Em saídas coletivas, individuais, em duplas ou em trios, retornamos ao mercado para retratar diferentes aspectos. A cada nova imersão no mercado, detalhes eram descobertos, interações aprofundadas. Novas ideias, novas imagens, novas leituras e percepções. Diante dos eixos selecionados, experimentamos diferentes modalidades da linguagem fotográfica: os retratos, os planos fechados e abertos, o olhar que se desloca ao rés do chão e às estruturas metálicas do teto, a perspectiva, os panoramas.

Os panoramas e os planos abertos nos ajudaram tanto a ampliar o espectro visual na representação da extensão do mercado, como a detalhar a estreiteza de seus becos, portas e caminhos a percorrer. Margeando as bordas do mercado, documentamos o trem que atravessa a cidade e em cujo entorno as trocas se avivam: a florista monta sua banca, um senhor descansa na mureta, transeuntes passam por entre os trilhos. Amiúde, o apito soa alto em meio ao zunzum de carros, motos, carroças e pessoas no cruzamento, e à voz de um conhecido vendedor de pesticidas que insiste, no microfone: “ainda tem veneno!”. Mas o trem não é mais o de outrora, janelas abertas e vagar lento nos trilhos que serviam de suporte para inusitadas práticas comerciais. O atual VLT (veículo leve sobre trilhos) é um símbolo curioso de modernidade em meio a um cenário em que predominam os arranjos materiais efêmeros e informais.

Nas interações fotoetnográficas, descobrimos que para muitos, a presença no mercado tem a duração de uma vida: trabalhadores e compradores que acompanharam as mudanças e modulações nas formas do mercado ao longo de décadas. As conversas prolongadas na produção dos retratos revelaram trajetórias diversas, e um mercado que nutre não apenas os corpos, o manter-se vivo, mas as relações afetivas, de sociabilidade e parentesco, laços tecidos e reafirmados nas práticas cotidianas da feira (VEDANA, 2013). As formas do mercado consolidam os laços duradouros dos trabalhadores e fregueses antigos, mas também oportunizam a emergência cotidiana do novo, dos recém chegados e suas táticas de se manter vivo na cidade, fazendo e desfazendo bancas e pequenos negócios.

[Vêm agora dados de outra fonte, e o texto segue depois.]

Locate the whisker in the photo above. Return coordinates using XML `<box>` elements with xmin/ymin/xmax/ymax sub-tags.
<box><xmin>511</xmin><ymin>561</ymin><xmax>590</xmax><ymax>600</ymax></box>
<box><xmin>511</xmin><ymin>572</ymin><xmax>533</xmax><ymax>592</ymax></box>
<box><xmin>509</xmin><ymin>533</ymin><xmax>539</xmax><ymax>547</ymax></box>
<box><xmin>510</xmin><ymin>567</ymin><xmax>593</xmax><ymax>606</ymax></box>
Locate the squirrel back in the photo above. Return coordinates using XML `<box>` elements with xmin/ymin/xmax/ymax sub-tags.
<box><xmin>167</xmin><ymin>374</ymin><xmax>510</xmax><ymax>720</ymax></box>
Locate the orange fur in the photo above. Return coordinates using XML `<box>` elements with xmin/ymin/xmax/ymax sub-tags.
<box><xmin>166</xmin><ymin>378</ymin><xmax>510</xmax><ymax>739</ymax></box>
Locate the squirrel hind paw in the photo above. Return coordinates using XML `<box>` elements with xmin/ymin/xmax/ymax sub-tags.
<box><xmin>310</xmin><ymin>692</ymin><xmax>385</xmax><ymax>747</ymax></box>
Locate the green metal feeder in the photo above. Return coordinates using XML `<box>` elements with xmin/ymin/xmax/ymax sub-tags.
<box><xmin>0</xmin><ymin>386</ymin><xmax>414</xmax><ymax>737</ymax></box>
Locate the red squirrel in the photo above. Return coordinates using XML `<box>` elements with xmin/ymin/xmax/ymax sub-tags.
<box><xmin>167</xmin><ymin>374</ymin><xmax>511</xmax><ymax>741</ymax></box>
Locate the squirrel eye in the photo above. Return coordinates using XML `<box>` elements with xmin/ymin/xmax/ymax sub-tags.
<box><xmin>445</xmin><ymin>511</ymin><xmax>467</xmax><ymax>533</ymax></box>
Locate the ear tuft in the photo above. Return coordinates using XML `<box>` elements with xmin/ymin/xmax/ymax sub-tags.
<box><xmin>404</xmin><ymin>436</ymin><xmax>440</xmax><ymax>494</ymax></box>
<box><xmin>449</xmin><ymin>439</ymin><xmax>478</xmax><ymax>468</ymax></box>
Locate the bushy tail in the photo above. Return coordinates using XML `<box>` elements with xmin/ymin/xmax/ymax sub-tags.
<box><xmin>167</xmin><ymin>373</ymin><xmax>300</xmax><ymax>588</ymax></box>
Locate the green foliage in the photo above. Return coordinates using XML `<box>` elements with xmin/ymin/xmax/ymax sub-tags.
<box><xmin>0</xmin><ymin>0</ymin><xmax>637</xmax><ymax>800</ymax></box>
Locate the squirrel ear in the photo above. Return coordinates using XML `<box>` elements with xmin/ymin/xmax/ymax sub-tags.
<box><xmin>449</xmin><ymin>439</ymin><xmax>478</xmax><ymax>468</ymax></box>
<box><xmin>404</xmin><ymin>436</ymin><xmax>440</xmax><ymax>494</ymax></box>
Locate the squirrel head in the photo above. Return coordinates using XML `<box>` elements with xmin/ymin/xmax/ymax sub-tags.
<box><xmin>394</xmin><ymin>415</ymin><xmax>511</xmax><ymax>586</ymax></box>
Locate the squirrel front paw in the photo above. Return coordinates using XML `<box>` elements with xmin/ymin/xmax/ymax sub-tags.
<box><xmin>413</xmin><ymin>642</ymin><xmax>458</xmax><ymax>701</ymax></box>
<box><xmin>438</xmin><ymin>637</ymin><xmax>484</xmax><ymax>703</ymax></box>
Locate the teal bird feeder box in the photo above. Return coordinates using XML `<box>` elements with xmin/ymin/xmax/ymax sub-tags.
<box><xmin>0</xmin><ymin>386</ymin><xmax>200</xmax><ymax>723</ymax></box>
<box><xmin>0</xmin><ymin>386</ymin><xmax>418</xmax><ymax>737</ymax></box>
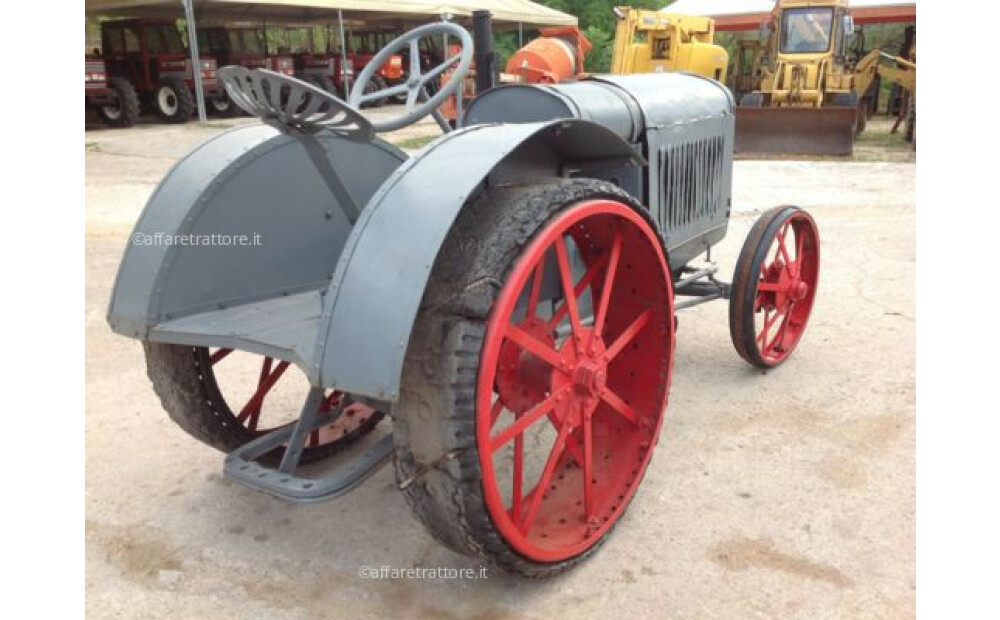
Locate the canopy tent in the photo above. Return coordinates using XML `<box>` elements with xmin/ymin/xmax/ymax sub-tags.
<box><xmin>86</xmin><ymin>0</ymin><xmax>577</xmax><ymax>27</ymax></box>
<box><xmin>85</xmin><ymin>0</ymin><xmax>577</xmax><ymax>122</ymax></box>
<box><xmin>662</xmin><ymin>0</ymin><xmax>917</xmax><ymax>32</ymax></box>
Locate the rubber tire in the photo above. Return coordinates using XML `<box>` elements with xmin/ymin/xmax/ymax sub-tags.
<box><xmin>205</xmin><ymin>89</ymin><xmax>242</xmax><ymax>118</ymax></box>
<box><xmin>393</xmin><ymin>179</ymin><xmax>665</xmax><ymax>578</ymax></box>
<box><xmin>97</xmin><ymin>77</ymin><xmax>139</xmax><ymax>127</ymax></box>
<box><xmin>729</xmin><ymin>206</ymin><xmax>816</xmax><ymax>370</ymax></box>
<box><xmin>143</xmin><ymin>341</ymin><xmax>385</xmax><ymax>466</ymax></box>
<box><xmin>153</xmin><ymin>76</ymin><xmax>195</xmax><ymax>123</ymax></box>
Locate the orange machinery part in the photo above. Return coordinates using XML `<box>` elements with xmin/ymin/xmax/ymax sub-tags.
<box><xmin>505</xmin><ymin>26</ymin><xmax>593</xmax><ymax>84</ymax></box>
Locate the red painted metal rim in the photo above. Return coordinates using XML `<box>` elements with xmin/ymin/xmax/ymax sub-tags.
<box><xmin>208</xmin><ymin>349</ymin><xmax>377</xmax><ymax>449</ymax></box>
<box><xmin>754</xmin><ymin>211</ymin><xmax>819</xmax><ymax>366</ymax></box>
<box><xmin>476</xmin><ymin>200</ymin><xmax>674</xmax><ymax>563</ymax></box>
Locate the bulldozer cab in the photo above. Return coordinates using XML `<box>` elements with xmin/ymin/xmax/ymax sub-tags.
<box><xmin>611</xmin><ymin>6</ymin><xmax>729</xmax><ymax>82</ymax></box>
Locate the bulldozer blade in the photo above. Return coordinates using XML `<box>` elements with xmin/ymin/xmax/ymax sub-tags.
<box><xmin>735</xmin><ymin>106</ymin><xmax>858</xmax><ymax>155</ymax></box>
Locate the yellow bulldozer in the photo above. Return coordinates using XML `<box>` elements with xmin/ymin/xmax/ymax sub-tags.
<box><xmin>736</xmin><ymin>0</ymin><xmax>916</xmax><ymax>155</ymax></box>
<box><xmin>611</xmin><ymin>6</ymin><xmax>729</xmax><ymax>82</ymax></box>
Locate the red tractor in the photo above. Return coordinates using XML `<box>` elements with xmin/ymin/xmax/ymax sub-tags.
<box><xmin>198</xmin><ymin>26</ymin><xmax>295</xmax><ymax>116</ymax></box>
<box><xmin>101</xmin><ymin>19</ymin><xmax>225</xmax><ymax>123</ymax></box>
<box><xmin>84</xmin><ymin>56</ymin><xmax>139</xmax><ymax>127</ymax></box>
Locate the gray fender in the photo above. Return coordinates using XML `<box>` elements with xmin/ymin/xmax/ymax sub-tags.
<box><xmin>320</xmin><ymin>120</ymin><xmax>644</xmax><ymax>401</ymax></box>
<box><xmin>108</xmin><ymin>124</ymin><xmax>407</xmax><ymax>344</ymax></box>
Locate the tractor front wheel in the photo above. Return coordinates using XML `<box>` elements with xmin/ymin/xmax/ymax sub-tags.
<box><xmin>393</xmin><ymin>179</ymin><xmax>674</xmax><ymax>577</ymax></box>
<box><xmin>97</xmin><ymin>77</ymin><xmax>139</xmax><ymax>127</ymax></box>
<box><xmin>144</xmin><ymin>342</ymin><xmax>384</xmax><ymax>465</ymax></box>
<box><xmin>153</xmin><ymin>77</ymin><xmax>194</xmax><ymax>123</ymax></box>
<box><xmin>729</xmin><ymin>207</ymin><xmax>819</xmax><ymax>369</ymax></box>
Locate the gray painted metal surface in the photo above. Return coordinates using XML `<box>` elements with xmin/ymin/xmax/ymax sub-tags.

Essas e outras fotografias integraram a exposição “Tecendo sentidos: fotografia e experiência etnográfica”, durante os meses de abril e maio no Museu Théo Brandão de Antropologia e Folclore, em Maceió. Nosso agradecimento a todos os trabalhadores e consumidores do Mercado da Produção, em especial àqueles que aceitaram serem retratados: Alisandro, Arlete, Benedita, Cícero, Cleide, Dita, Everaldo, Eziel, Gilvan, Josefa, José Bezerra, José Gonçalo, Keyla, Larissa, Marineusa, Marta, Selma, Severino e Socorro.

Referências Bibliográficas:

ACHUTTI, L. E. R. Fotoetnografia da Biblioteca Jardim. Porto Alegre: Editora da UFRGS: Tomo Editorial, 2004.

GURAN, Milton. Fotografar para descobrir, fotografar para contar. Cadernos de Antropologia e Imagem, 10(1), 2000, p.155–65.

VEDANA, Viviane. Fazer a feira e ser feirante: a construção cotidiana do trabalho em mercados de rua no contexto urbano. Horizontes Antropológicos, 19(39), 2013, p. 41–68.